The association did not respond to emails requesting comment on the matter, nor did it answer questions about Hisu or its sources of funding.
The Aurora Family Therapy Centre, a Winnipeg charity, said in a statement to Global News that it has partnered with the Yazidi Society of Manitoba and other groups “to provide enhanced, targeted summer programming for refugee children and youth.”
Executive Director Abdul Khair Ahmed said: “We were not aware that they had been removed from the company’s register.” “We will adjust our procedures on a moving forward basis.
“Last summer was the last year of the project and there are no plans to continue the relationship.”
Alleged unwanted touching
Iraqi Yazidi women cry with their relatives at the 10th anniversary of the Yazidi genocide in Sinjar, Iraq, August 3, 2024. (AP Photo/Farid Abdel Wahed).
The Winnipeg Yazidi Association had been a part of the alleged victim’s life since she arrived in Winnipeg, but over the summer she found herself alone with Hiso.
“I was looking at him, and he was looking at me, and I knew he was going to do something,” she said. “He was trying to touch me, touch my face.”
“I didn’t let him,” she said.
She said she repulsed him but he insisted. “He was always touching my leg and saying, ‘Give me your hand,’” she claimed.
The incidents allegedly occurred when they were alone in the canteen of a community facility, with the door locked and the lights turned off.
She allegedly said, at his request, that she would not tell anyone. But later, he allegedly sent her a text message asking for an explicit sexual favor, she said.
She told her teachers about the alleged incidents, so the school called the police, and officers arrived to take her videotaped statement.
On the same day he was charged, Hiso was released on his own recognizance. The next night, he attended the mayor’s party, according to the seating chart and photos on his social media.
The City of Winnipeg said guests either purchased tickets or attended with tickets “purchased by an outside organization.”
Twelve days later, Hiso was arrested again, this time on charges of violating a bail condition that required him to have no direct or indirect contact with the alleged victim.
A relative of Hiso allegedly went to her home and tried to persuade her to drop her complaint, accusing her of getting paid to make the allegations.
Hiso denied the allegation that he sent one of his relatives to her home.
He was released on bail on November 28, but police arrested him again on December 2 for allegedly threatening the alleged victim and failing to comply with bail conditions.
The latest charges stem from an alleged encounter near the teen’s home. She said she and her sister were walking when they heard someone calling: “We will kill you one day.”
“And I saw him,” she said.
She added that he was driving the car and looked at her. She added that another person was also in the car. She couldn’t be sure it was his voice, but she thought it was.
Wilkinson said it was not unusual for vulnerable women to become victims of sexual crimes.

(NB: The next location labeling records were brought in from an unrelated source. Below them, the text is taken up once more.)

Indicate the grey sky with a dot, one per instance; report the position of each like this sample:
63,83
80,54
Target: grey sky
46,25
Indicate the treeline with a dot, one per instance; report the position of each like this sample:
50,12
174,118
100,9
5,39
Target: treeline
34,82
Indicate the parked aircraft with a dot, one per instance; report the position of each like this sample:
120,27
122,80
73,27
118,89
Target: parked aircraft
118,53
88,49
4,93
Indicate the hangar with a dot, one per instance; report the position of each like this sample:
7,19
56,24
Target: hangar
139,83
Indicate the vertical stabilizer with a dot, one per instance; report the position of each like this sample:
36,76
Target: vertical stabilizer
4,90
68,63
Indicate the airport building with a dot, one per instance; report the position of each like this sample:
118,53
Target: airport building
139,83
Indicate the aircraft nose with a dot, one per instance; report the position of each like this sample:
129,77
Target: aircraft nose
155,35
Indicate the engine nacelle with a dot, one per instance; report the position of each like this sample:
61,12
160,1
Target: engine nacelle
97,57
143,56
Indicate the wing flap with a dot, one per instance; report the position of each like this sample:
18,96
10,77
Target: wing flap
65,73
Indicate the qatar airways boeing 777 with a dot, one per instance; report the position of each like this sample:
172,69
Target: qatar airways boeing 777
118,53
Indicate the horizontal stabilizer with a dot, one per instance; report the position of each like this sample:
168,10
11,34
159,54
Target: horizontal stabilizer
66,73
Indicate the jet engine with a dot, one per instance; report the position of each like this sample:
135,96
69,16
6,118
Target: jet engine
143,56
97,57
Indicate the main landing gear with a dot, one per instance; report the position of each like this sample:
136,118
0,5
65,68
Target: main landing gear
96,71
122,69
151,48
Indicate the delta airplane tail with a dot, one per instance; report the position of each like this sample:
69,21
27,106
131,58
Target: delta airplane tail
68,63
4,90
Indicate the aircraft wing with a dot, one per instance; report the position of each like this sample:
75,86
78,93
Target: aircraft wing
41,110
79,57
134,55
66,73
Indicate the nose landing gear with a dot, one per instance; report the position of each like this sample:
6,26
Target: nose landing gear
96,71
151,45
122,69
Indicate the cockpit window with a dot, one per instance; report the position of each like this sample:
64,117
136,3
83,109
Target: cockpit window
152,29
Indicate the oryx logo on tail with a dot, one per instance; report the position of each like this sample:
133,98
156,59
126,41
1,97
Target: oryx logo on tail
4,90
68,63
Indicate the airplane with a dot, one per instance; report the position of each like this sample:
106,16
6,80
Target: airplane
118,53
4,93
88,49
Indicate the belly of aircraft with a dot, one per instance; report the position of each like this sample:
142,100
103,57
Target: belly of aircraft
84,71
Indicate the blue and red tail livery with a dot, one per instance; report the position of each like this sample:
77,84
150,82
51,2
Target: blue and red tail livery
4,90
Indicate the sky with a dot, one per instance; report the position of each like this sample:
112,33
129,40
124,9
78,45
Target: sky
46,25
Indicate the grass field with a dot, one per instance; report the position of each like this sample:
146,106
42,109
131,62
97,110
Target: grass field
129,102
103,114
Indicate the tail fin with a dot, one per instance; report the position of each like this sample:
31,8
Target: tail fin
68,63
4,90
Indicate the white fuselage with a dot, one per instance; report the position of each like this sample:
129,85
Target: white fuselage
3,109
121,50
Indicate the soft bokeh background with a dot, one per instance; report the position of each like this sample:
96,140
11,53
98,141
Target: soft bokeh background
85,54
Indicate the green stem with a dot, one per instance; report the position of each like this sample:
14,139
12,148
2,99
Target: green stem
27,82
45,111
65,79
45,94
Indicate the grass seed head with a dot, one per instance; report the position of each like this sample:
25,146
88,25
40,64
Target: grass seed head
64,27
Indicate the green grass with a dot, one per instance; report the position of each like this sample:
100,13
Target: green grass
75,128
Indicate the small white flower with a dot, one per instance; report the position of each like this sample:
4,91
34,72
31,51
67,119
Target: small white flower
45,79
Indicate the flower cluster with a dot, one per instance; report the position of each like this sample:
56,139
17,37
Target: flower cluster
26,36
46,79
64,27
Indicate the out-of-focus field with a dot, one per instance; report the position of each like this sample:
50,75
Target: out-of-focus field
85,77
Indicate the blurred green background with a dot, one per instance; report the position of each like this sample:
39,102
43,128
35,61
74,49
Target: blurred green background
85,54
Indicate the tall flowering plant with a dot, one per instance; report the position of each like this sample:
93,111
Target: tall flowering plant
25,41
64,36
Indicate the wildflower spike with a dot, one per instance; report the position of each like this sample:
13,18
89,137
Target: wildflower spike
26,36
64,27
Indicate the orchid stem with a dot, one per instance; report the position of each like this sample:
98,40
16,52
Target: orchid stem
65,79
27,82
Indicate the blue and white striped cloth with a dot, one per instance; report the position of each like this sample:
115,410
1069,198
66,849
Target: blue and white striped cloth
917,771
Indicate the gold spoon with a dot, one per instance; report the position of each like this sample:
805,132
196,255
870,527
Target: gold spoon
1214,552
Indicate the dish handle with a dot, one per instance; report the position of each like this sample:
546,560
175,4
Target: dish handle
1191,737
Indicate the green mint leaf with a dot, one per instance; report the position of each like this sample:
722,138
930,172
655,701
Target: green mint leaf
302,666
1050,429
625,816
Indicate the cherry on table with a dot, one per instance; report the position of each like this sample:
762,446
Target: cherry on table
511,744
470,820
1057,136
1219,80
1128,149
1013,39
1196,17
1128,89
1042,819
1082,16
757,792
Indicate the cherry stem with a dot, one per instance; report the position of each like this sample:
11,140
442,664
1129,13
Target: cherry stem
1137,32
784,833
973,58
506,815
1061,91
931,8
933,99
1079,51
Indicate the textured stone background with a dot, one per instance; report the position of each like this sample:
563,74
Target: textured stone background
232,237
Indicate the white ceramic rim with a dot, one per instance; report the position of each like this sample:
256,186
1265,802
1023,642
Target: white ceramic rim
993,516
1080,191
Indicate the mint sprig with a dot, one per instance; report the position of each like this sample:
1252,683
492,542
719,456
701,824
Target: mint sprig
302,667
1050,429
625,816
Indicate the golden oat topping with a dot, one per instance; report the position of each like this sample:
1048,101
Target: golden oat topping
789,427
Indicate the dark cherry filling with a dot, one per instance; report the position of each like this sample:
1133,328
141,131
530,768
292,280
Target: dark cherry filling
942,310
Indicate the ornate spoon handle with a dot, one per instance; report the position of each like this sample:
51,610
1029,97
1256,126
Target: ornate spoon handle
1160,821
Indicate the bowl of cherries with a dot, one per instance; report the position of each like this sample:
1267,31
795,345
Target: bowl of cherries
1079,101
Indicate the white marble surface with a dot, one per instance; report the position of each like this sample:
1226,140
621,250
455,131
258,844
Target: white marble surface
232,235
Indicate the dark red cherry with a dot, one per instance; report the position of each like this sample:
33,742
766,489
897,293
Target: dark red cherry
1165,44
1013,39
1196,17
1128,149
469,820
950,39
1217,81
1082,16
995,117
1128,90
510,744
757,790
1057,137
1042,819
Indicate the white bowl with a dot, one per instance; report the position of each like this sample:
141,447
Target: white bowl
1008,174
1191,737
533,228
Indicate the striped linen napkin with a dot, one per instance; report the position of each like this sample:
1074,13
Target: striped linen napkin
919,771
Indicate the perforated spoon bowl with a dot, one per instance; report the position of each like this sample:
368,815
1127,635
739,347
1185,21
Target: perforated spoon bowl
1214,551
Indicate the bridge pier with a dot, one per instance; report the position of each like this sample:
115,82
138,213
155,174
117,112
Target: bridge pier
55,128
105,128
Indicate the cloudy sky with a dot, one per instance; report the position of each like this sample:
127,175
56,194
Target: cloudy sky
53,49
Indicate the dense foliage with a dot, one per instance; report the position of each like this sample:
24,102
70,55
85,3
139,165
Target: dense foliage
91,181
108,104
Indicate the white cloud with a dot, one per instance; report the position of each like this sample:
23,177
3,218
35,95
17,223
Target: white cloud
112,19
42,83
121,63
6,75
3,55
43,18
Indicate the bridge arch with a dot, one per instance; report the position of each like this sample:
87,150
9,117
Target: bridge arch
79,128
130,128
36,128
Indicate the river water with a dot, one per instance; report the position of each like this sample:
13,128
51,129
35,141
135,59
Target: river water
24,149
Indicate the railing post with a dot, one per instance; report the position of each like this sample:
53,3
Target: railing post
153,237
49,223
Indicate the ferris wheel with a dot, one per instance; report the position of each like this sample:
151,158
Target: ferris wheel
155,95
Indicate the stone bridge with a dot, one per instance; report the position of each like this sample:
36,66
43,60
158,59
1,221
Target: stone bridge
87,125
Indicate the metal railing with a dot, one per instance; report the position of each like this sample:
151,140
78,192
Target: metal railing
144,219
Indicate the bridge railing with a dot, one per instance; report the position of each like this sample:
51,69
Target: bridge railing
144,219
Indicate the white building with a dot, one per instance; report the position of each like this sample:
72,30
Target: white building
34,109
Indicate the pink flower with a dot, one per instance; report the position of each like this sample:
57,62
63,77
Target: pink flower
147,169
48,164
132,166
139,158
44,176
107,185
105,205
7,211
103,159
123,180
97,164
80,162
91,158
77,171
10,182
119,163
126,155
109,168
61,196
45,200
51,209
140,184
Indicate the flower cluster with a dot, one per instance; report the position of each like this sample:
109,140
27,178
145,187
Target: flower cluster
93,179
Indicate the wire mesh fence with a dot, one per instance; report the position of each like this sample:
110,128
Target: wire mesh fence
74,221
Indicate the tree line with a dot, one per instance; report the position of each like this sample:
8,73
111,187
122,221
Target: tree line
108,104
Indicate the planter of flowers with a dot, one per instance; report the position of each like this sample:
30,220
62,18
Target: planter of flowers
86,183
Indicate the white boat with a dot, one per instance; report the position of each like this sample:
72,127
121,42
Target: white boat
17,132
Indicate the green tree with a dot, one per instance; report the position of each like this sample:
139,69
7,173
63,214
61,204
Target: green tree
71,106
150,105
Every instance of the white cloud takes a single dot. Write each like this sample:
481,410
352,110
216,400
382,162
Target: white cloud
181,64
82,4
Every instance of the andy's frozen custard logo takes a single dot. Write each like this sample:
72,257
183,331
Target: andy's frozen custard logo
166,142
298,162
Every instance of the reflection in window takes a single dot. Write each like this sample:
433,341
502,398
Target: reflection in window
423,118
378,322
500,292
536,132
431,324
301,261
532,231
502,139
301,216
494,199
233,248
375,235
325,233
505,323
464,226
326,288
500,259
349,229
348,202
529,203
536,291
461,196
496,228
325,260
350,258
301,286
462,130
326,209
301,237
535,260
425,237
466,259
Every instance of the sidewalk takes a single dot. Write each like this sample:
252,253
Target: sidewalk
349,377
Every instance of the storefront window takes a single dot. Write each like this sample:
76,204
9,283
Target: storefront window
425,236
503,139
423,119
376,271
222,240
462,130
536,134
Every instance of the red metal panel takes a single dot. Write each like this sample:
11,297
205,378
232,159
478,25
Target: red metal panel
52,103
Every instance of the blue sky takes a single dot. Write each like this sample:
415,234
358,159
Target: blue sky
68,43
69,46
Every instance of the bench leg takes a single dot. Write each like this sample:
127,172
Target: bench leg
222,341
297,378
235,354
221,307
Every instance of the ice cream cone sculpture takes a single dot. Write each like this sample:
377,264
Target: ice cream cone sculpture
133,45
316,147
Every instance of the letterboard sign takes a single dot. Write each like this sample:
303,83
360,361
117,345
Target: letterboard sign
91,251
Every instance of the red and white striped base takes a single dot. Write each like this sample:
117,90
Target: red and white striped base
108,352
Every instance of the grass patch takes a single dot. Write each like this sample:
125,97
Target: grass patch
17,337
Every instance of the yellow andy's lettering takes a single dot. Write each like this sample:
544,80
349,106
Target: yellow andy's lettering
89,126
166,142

“In every community — Canadian society, immigrant communities — there will always be some people who take advantage of the situation, knowing full well that what they are doing is ruining someone’s life,” she said.
“The actions of one person should not taint the overall good work done by this organization.”
The Yazidi Association of Manitoba said Hesu remained in his position, but the Ethno-Cultural Council of Manitoba removed him from its board, saying it was “unsuitable” for him to continue.
Hiso remains in detention. But the alleged victim said she was concerned a Manitoba court might grant him bail for a third time.
She said that the Yazidi community was sympathetic to her.
“Yes, most of them support me, and they go behind my back and help me,” she said.